Eliana had lost the baby. Her body was depleted. She hadn't eaten.

The moment she could walk, she got up, hailed a cab, and left the clinic.

The digital billboards on the high street were cycling through the same images on a loop — Adrian on one knee, sliding a ring onto Serena's finger. He'd bought every screen in the city. The photographs were everywhere: the two of them kissing, laughing, radiant. Strangers stopped to look. Women sighed.

Nobody remembered that once, Adrian had bought a private island in the Mediterranean and named the pleasure garden he built on it after her.

Adrian arrived at her flat not long after, carrying a new set of divorce papers.

"Sign them. Serena won't settle down until it's done."

Eliana took the papers and signed without reading a word.

Adrian watched her. He didn't move.

"You're not going to ask anything? You'll just sign, just like that?"

"Are you playing another game? Trying to steal these back again?"

He looked at her — hard, searching, as though he expected to find something in her face.

"Eliana, tell me what you want. Name it."

Eliana didn't look up from the table.

"What do you want me to want?"

She pushed back her chair. "Let's go to the registry office right now. I want this done today."

Adrian's grip on the papers went white-knuckled. He stared at her for a long moment, then picked up a pen and added a clause to the bottom of the final page. His handwriting pressed through every layer of paper.

"One more thing — that island I gave you years ago. Serena loves it, but she doesn't want your name on it. I'm having the whole property demolished and rebuilt."

Eliana's eyes dropped to the new clause. Then she looked up and gave a very small nod.

"Fine."

"Have the final version drawn up tonight. I'll be here."

She waited.

The indifference in her face drove him beyond fury. He leaned in close.

"You're this desperate to be free of me because Maxwell Thorne's back in the country, is that it? In a rush to get to him?"

He still believed it. Even now. He had never once — not once — asked her whether any of it was true.

Eliana looked at him for a long moment, too tired for anything but the truth of how absurd this all was.

"You're right. I was never in love with you." Her voice was steady, almost bored. "Seven years ago when Maxwell walked out at the altar, I handed you the bouquet because you were standing nearest to me.
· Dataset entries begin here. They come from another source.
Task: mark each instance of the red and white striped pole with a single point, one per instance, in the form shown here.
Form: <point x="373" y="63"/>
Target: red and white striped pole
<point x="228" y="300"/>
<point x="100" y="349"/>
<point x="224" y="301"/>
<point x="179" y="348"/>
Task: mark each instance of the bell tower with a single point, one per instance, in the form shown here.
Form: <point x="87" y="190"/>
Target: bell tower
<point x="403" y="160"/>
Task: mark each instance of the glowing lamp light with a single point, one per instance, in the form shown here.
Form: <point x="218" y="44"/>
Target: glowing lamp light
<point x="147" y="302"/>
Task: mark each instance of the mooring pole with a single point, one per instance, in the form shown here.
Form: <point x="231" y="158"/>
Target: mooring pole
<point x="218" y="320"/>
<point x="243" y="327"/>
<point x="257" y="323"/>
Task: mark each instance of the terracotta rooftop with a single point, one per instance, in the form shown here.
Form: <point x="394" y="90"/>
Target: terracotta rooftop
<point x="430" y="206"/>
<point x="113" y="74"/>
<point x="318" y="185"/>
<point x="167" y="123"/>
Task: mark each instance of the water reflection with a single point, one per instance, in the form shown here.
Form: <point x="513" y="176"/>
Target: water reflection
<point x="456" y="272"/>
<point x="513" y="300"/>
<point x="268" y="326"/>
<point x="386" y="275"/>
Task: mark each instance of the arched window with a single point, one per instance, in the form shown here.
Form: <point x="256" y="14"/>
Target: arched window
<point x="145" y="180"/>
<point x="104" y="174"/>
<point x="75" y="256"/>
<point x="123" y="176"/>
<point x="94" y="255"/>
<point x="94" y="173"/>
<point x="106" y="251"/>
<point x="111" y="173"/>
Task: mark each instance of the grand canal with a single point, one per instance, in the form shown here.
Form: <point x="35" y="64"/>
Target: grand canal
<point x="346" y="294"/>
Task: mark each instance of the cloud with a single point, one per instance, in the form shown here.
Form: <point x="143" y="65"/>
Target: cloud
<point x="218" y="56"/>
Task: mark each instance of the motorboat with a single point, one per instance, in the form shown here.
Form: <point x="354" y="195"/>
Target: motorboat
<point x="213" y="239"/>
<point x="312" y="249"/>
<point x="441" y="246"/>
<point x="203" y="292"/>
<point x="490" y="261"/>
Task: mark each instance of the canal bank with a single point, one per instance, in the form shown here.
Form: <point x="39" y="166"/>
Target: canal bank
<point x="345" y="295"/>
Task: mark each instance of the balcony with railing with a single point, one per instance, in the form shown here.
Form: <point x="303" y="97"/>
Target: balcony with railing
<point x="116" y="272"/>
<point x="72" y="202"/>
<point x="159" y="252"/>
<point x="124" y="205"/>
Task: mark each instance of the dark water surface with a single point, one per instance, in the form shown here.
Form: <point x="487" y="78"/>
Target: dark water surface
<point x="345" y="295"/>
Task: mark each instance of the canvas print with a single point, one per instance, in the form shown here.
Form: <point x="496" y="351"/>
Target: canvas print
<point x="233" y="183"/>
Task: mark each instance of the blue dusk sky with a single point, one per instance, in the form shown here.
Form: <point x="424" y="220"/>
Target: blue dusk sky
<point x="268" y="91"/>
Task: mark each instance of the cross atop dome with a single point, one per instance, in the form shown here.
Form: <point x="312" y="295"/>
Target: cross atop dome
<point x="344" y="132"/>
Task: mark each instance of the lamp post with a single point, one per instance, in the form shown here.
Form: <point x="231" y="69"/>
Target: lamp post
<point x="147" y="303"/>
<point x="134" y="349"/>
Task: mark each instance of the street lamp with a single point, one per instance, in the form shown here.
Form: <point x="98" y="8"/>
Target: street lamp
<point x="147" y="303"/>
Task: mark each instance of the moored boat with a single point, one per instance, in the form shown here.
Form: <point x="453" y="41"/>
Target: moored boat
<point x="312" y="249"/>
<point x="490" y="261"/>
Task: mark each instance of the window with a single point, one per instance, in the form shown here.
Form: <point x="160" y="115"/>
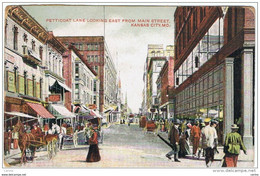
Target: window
<point x="95" y="86"/>
<point x="201" y="14"/>
<point x="194" y="20"/>
<point x="33" y="86"/>
<point x="41" y="88"/>
<point x="77" y="93"/>
<point x="25" y="38"/>
<point x="96" y="69"/>
<point x="40" y="52"/>
<point x="6" y="25"/>
<point x="33" y="45"/>
<point x="77" y="70"/>
<point x="25" y="83"/>
<point x="15" y="41"/>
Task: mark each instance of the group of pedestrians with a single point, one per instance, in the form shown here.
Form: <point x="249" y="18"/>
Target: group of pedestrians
<point x="204" y="139"/>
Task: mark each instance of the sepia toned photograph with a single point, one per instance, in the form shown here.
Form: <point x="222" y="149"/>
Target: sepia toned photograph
<point x="129" y="86"/>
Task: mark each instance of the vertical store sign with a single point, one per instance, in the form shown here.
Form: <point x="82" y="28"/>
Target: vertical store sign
<point x="11" y="82"/>
<point x="38" y="91"/>
<point x="21" y="85"/>
<point x="30" y="87"/>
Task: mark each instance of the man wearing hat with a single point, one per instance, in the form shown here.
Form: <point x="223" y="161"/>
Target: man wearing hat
<point x="209" y="141"/>
<point x="232" y="146"/>
<point x="195" y="136"/>
<point x="174" y="140"/>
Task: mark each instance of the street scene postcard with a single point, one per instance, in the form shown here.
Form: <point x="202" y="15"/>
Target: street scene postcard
<point x="99" y="85"/>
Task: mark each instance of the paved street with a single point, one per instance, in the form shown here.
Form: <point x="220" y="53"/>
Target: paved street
<point x="123" y="146"/>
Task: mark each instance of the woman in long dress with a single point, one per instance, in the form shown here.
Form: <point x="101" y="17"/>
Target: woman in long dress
<point x="184" y="145"/>
<point x="93" y="152"/>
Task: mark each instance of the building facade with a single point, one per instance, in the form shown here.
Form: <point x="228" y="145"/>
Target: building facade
<point x="24" y="77"/>
<point x="96" y="54"/>
<point x="214" y="66"/>
<point x="86" y="84"/>
<point x="165" y="83"/>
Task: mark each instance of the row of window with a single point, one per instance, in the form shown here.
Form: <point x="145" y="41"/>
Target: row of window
<point x="25" y="39"/>
<point x="21" y="84"/>
<point x="86" y="46"/>
<point x="206" y="92"/>
<point x="205" y="49"/>
<point x="93" y="58"/>
<point x="189" y="29"/>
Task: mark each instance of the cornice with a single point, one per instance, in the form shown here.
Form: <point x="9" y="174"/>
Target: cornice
<point x="21" y="17"/>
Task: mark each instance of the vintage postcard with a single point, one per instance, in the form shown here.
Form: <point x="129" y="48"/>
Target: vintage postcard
<point x="113" y="85"/>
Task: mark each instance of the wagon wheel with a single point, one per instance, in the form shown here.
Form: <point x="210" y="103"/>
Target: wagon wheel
<point x="49" y="149"/>
<point x="54" y="146"/>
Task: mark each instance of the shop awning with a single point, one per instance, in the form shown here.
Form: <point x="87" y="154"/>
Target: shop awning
<point x="61" y="111"/>
<point x="40" y="110"/>
<point x="62" y="85"/>
<point x="19" y="114"/>
<point x="94" y="113"/>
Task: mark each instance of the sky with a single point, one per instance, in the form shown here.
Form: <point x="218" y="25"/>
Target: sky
<point x="127" y="38"/>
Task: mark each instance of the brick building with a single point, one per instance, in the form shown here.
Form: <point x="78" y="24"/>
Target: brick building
<point x="214" y="66"/>
<point x="165" y="83"/>
<point x="24" y="79"/>
<point x="96" y="54"/>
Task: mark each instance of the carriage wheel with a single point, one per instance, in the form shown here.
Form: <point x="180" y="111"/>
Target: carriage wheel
<point x="49" y="149"/>
<point x="54" y="146"/>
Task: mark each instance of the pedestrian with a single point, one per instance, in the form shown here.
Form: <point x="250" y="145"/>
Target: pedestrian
<point x="93" y="152"/>
<point x="75" y="138"/>
<point x="202" y="126"/>
<point x="184" y="145"/>
<point x="62" y="133"/>
<point x="36" y="130"/>
<point x="195" y="137"/>
<point x="174" y="140"/>
<point x="46" y="128"/>
<point x="209" y="141"/>
<point x="232" y="146"/>
<point x="15" y="136"/>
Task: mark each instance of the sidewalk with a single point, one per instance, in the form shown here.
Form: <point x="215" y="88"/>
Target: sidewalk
<point x="219" y="156"/>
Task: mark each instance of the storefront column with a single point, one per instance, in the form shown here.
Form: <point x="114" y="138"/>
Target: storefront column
<point x="229" y="94"/>
<point x="247" y="98"/>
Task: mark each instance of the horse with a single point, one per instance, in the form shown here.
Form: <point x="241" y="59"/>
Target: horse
<point x="31" y="141"/>
<point x="24" y="141"/>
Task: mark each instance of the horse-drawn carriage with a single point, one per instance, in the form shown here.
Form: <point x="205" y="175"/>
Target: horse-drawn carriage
<point x="29" y="142"/>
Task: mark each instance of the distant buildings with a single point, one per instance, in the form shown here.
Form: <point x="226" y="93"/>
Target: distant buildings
<point x="95" y="52"/>
<point x="154" y="63"/>
<point x="214" y="66"/>
<point x="46" y="80"/>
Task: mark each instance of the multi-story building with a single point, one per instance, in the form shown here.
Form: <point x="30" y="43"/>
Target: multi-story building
<point x="86" y="84"/>
<point x="154" y="50"/>
<point x="24" y="55"/>
<point x="153" y="71"/>
<point x="165" y="83"/>
<point x="95" y="52"/>
<point x="214" y="66"/>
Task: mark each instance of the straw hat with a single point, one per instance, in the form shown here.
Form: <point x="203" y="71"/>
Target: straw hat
<point x="234" y="126"/>
<point x="207" y="120"/>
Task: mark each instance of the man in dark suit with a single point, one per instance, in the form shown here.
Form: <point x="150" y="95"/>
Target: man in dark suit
<point x="174" y="140"/>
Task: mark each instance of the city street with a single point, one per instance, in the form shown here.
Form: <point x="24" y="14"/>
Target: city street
<point x="123" y="146"/>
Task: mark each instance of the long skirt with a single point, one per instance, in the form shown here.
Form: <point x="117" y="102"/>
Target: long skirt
<point x="93" y="154"/>
<point x="15" y="143"/>
<point x="209" y="155"/>
<point x="195" y="145"/>
<point x="230" y="160"/>
<point x="184" y="148"/>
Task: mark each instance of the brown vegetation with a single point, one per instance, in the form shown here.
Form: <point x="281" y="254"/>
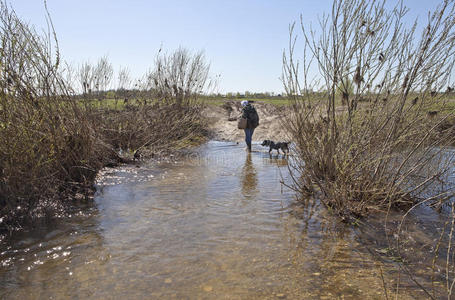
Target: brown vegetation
<point x="390" y="147"/>
<point x="52" y="142"/>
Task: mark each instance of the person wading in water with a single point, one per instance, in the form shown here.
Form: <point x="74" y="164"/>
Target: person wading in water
<point x="249" y="113"/>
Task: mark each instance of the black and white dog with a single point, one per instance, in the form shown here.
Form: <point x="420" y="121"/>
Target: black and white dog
<point x="284" y="146"/>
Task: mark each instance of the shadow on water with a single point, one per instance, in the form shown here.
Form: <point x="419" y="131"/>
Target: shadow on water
<point x="216" y="223"/>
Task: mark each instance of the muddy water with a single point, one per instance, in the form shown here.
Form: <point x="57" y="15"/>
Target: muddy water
<point x="215" y="224"/>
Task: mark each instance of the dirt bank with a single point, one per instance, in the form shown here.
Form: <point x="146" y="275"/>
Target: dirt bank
<point x="223" y="126"/>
That's all it ever was."

"I'm admitting it. Does that satisfy you?"

Adrian's eyes reddened. He caught her wrist — and then, suddenly, he laughed. A raw, cracked sound.

"You really are —"

"Serena." A small sound from behind them. She was in the doorway, trembling. "You're not going to back out after all, are you?"

"I'm not backing out of anything." Adrian let go of Eliana and reached for Serena instead. He pulled her through the door, down to the street, into a cab — and Eliana realised, looking down at her feet, that she didn't have shoes on.

He hadn't noticed. Or hadn't cared.

She followed them into the registry office in her bare feet.

Adrian had influence everywhere. Within five minutes the papers were processed, the divorce recorded, the certificates produced.

When they were placed on the counter, he still didn't look at Eliana. He pulled Serena to him and kissed her in the middle of the room — long and unhurried, watched by a dozen strangers who gasped and whistled.

Eliana picked up her copy from the floor where he'd dropped it and walked out.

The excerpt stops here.